Prevent agent from over-engaging by enforcing per-platform write limits and per-thread cooldowns.

Per-platform rate limits (configurable via platform_config):

PlatformDefault limitWindow
GitHub comments1 per 20 secondsrolling
GitHub reviews3 per hourrolling
Slack messages1 per 10 secondsrolling
Email replies5 per hourrolling

Per-thread cooldown: After agent acts on thread, that thread enters cooldown for cooldown_minutes (default: 60). During cooldown, new items for that thread are ingested but not surfaced in digest.

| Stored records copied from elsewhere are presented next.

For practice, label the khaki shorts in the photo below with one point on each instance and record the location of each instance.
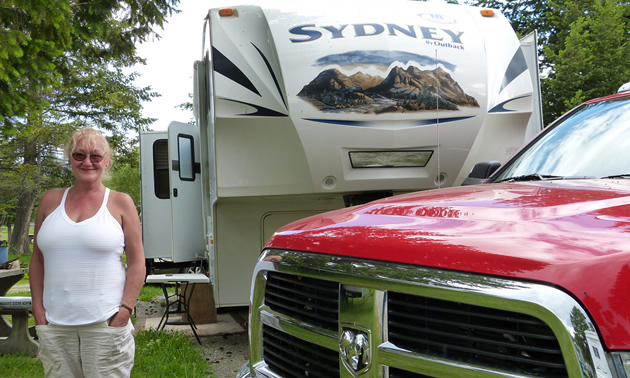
(95, 350)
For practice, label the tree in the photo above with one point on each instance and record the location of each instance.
(583, 47)
(61, 69)
(592, 61)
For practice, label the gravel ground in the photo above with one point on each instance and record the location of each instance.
(225, 353)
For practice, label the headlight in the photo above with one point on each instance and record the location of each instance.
(621, 363)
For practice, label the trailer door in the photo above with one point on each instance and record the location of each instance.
(185, 185)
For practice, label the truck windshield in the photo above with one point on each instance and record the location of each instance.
(592, 142)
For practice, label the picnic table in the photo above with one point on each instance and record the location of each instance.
(16, 337)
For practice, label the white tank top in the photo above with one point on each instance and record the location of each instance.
(84, 277)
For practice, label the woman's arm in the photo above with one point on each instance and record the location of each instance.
(49, 201)
(134, 251)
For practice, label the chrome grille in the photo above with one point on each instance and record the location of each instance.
(310, 300)
(399, 373)
(289, 356)
(476, 335)
(420, 322)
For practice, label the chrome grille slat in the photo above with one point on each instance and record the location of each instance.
(289, 356)
(473, 334)
(310, 300)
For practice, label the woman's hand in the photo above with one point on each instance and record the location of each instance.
(121, 319)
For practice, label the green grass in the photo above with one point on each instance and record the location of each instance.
(158, 354)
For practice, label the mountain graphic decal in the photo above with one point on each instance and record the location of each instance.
(403, 90)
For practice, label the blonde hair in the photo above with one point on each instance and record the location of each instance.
(90, 136)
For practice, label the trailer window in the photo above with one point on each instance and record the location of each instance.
(186, 157)
(161, 182)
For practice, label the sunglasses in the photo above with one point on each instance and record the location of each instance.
(93, 158)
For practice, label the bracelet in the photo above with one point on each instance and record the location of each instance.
(127, 307)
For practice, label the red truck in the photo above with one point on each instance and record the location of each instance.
(525, 275)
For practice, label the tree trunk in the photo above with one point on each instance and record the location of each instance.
(20, 243)
(30, 179)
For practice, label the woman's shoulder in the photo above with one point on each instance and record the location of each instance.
(50, 200)
(121, 199)
(52, 197)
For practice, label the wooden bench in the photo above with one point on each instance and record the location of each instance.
(15, 337)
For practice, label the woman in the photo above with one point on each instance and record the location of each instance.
(82, 297)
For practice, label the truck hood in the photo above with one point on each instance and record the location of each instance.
(573, 234)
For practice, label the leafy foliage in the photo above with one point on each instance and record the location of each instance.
(61, 68)
(583, 46)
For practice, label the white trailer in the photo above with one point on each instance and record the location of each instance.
(303, 108)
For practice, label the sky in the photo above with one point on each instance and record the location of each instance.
(169, 67)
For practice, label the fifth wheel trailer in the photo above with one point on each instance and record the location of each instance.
(303, 108)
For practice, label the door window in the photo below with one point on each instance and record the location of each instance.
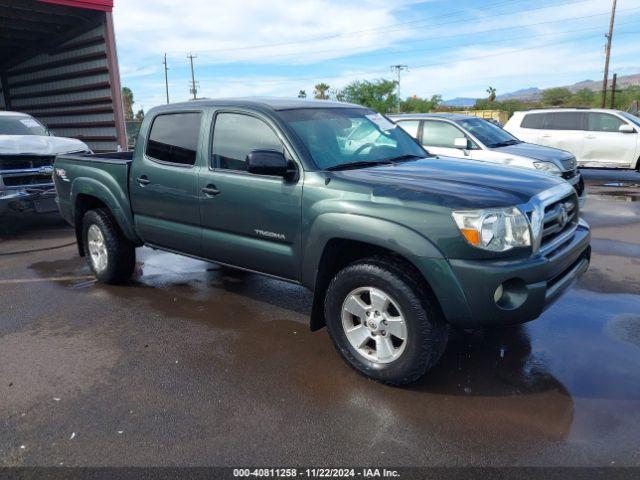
(603, 122)
(174, 138)
(564, 121)
(235, 135)
(440, 134)
(412, 127)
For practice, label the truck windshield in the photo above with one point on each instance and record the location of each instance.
(21, 125)
(351, 137)
(489, 134)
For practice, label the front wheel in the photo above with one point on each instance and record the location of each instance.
(382, 320)
(111, 256)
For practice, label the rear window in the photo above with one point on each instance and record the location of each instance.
(174, 138)
(554, 121)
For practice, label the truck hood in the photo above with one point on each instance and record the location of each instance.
(537, 152)
(451, 182)
(39, 145)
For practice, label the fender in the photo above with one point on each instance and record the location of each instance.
(375, 231)
(103, 189)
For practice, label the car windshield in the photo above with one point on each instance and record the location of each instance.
(21, 125)
(351, 137)
(488, 133)
(632, 118)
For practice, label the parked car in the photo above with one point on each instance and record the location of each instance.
(597, 137)
(395, 244)
(462, 136)
(27, 152)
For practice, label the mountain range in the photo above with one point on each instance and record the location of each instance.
(534, 93)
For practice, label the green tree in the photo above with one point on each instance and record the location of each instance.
(556, 96)
(127, 103)
(492, 94)
(378, 95)
(321, 91)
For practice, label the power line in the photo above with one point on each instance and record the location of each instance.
(388, 27)
(608, 55)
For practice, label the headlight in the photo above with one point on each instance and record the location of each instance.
(496, 230)
(548, 167)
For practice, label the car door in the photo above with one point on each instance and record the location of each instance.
(563, 130)
(605, 144)
(250, 221)
(438, 137)
(163, 183)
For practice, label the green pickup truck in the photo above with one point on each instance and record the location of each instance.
(396, 244)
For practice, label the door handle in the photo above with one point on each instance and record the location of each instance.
(143, 180)
(210, 191)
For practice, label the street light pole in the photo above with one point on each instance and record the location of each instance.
(607, 55)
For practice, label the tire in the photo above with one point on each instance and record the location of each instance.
(425, 331)
(99, 228)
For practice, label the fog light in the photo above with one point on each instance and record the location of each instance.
(511, 294)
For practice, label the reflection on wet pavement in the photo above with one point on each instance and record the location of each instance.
(198, 364)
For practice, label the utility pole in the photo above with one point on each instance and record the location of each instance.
(194, 89)
(166, 77)
(609, 36)
(613, 91)
(398, 69)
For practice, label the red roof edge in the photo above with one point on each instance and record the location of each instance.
(102, 5)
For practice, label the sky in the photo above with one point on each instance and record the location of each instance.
(452, 48)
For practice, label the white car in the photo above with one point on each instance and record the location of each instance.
(27, 151)
(463, 136)
(597, 137)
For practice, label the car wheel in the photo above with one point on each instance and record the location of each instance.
(383, 321)
(111, 256)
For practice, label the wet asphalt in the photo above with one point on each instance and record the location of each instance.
(193, 364)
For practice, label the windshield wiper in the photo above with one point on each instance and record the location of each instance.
(363, 164)
(505, 143)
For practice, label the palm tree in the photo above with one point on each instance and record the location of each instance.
(321, 90)
(492, 94)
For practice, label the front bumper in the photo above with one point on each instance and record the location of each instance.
(532, 284)
(24, 200)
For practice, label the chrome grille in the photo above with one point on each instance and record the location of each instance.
(26, 170)
(559, 222)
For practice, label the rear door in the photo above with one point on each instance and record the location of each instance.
(250, 221)
(605, 145)
(163, 183)
(563, 130)
(438, 138)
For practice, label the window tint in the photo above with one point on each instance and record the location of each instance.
(533, 120)
(236, 135)
(564, 121)
(411, 127)
(440, 134)
(603, 122)
(174, 138)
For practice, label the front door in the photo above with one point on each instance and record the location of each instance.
(249, 221)
(605, 145)
(163, 184)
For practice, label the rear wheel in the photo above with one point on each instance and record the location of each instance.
(383, 322)
(110, 255)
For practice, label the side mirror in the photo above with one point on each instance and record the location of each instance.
(461, 142)
(267, 162)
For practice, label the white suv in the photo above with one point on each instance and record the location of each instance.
(597, 137)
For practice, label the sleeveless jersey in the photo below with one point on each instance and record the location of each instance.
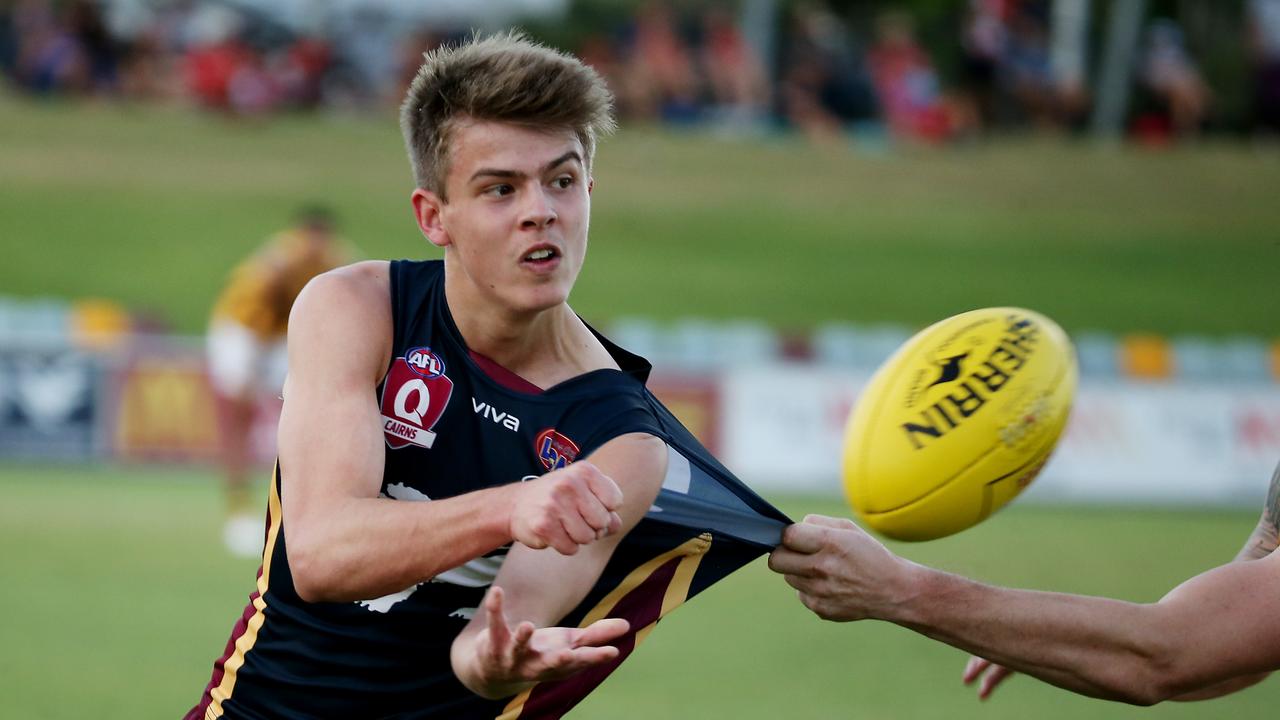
(449, 429)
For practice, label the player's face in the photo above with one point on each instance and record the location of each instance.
(517, 214)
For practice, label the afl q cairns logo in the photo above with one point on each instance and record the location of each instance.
(415, 395)
(554, 450)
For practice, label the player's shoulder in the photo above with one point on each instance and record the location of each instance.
(638, 455)
(357, 291)
(344, 308)
(365, 282)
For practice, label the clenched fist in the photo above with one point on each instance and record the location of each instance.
(566, 509)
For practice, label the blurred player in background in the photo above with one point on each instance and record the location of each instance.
(1214, 634)
(452, 427)
(246, 351)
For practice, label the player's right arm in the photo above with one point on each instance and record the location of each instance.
(1262, 542)
(344, 541)
(1212, 629)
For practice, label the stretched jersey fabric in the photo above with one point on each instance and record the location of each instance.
(264, 286)
(451, 428)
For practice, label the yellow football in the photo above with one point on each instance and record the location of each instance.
(958, 422)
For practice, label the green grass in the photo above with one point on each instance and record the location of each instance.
(118, 596)
(154, 206)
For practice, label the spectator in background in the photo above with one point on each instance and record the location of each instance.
(659, 81)
(1264, 22)
(49, 58)
(823, 89)
(1170, 74)
(1027, 73)
(735, 76)
(246, 351)
(83, 21)
(982, 44)
(905, 82)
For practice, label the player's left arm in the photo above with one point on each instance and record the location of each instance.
(510, 645)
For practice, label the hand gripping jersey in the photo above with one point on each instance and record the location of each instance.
(449, 428)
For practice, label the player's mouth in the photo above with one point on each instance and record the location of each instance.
(543, 258)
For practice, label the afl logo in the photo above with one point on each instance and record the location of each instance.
(425, 363)
(554, 450)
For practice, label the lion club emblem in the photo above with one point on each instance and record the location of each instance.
(414, 397)
(554, 450)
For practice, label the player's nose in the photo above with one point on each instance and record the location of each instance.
(538, 210)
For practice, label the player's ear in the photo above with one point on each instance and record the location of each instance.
(426, 210)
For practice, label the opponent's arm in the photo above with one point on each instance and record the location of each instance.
(1261, 543)
(1212, 628)
(344, 541)
(508, 645)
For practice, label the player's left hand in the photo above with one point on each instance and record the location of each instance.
(508, 659)
(991, 674)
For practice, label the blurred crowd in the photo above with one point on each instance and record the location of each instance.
(823, 68)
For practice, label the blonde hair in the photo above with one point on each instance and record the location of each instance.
(503, 78)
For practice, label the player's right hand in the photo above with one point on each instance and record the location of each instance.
(988, 671)
(566, 509)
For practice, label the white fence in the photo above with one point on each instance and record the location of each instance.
(781, 428)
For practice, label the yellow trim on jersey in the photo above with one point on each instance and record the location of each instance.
(677, 592)
(246, 641)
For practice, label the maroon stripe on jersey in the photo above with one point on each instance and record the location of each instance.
(502, 376)
(241, 625)
(641, 607)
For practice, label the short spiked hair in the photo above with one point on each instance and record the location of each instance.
(503, 78)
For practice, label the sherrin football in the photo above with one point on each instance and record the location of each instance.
(958, 422)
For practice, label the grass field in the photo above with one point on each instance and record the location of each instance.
(154, 206)
(117, 597)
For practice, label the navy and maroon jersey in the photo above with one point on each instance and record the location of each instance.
(453, 424)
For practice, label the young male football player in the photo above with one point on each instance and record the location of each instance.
(456, 515)
(1214, 634)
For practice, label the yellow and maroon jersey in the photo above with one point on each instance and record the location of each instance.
(264, 286)
(452, 424)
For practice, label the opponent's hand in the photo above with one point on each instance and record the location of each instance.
(1266, 536)
(506, 660)
(566, 509)
(841, 573)
(991, 674)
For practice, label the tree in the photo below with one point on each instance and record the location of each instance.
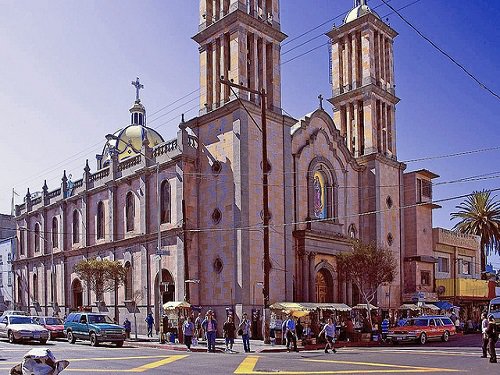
(368, 266)
(479, 214)
(101, 275)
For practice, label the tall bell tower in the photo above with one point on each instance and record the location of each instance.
(364, 103)
(240, 40)
(363, 82)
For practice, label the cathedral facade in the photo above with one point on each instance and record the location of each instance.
(185, 216)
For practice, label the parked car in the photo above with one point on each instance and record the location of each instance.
(423, 328)
(13, 312)
(54, 325)
(494, 309)
(21, 327)
(94, 327)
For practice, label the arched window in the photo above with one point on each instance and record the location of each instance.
(55, 234)
(322, 194)
(21, 241)
(76, 227)
(165, 202)
(100, 220)
(128, 281)
(37, 237)
(35, 287)
(130, 211)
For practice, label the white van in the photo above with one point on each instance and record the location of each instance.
(494, 309)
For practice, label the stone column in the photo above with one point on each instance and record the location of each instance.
(311, 282)
(349, 293)
(305, 276)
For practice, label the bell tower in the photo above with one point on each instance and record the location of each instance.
(240, 40)
(363, 82)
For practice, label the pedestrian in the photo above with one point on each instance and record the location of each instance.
(384, 329)
(229, 332)
(329, 330)
(290, 333)
(150, 321)
(188, 331)
(197, 325)
(492, 332)
(484, 335)
(127, 325)
(209, 324)
(244, 331)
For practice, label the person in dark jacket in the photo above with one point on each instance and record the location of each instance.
(492, 332)
(210, 327)
(229, 333)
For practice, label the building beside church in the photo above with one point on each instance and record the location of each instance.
(332, 177)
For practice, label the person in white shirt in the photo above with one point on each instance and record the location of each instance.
(484, 336)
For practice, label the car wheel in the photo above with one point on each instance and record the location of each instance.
(446, 336)
(12, 339)
(423, 338)
(71, 338)
(93, 340)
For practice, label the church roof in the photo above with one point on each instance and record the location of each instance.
(359, 10)
(129, 141)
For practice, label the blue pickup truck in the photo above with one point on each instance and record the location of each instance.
(94, 327)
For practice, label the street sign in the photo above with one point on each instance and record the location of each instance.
(162, 252)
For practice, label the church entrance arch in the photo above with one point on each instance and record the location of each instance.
(324, 286)
(166, 288)
(77, 293)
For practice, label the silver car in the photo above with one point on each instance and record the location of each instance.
(19, 328)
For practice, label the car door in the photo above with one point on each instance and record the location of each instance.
(3, 326)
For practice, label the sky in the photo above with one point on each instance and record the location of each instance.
(67, 67)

Error backoff: On receiving 429/rate-limit response from any platform, double cooldown for that platform. Reset to default after successful action.

# Rate limit check before action
def can_act(platform, thread_id):
    if rate_limit_exceeded(platform):
        return False, "rate limited"
    if thread_in_cooldown(thread_id):
        return False, "thread cooldown active"
    return True, "clear"

# After action
def record_action(platform, thread_id):
    increment_rate_counter(platform)
    set_cooldown(thread_id, cooldown_minutes)

# After rate-limit error
def handle_rate_error(platform):
    current_cooldown = get_platform_cooldown(platform)
    set_platform_cooldown(platform, current_cooldown * 2)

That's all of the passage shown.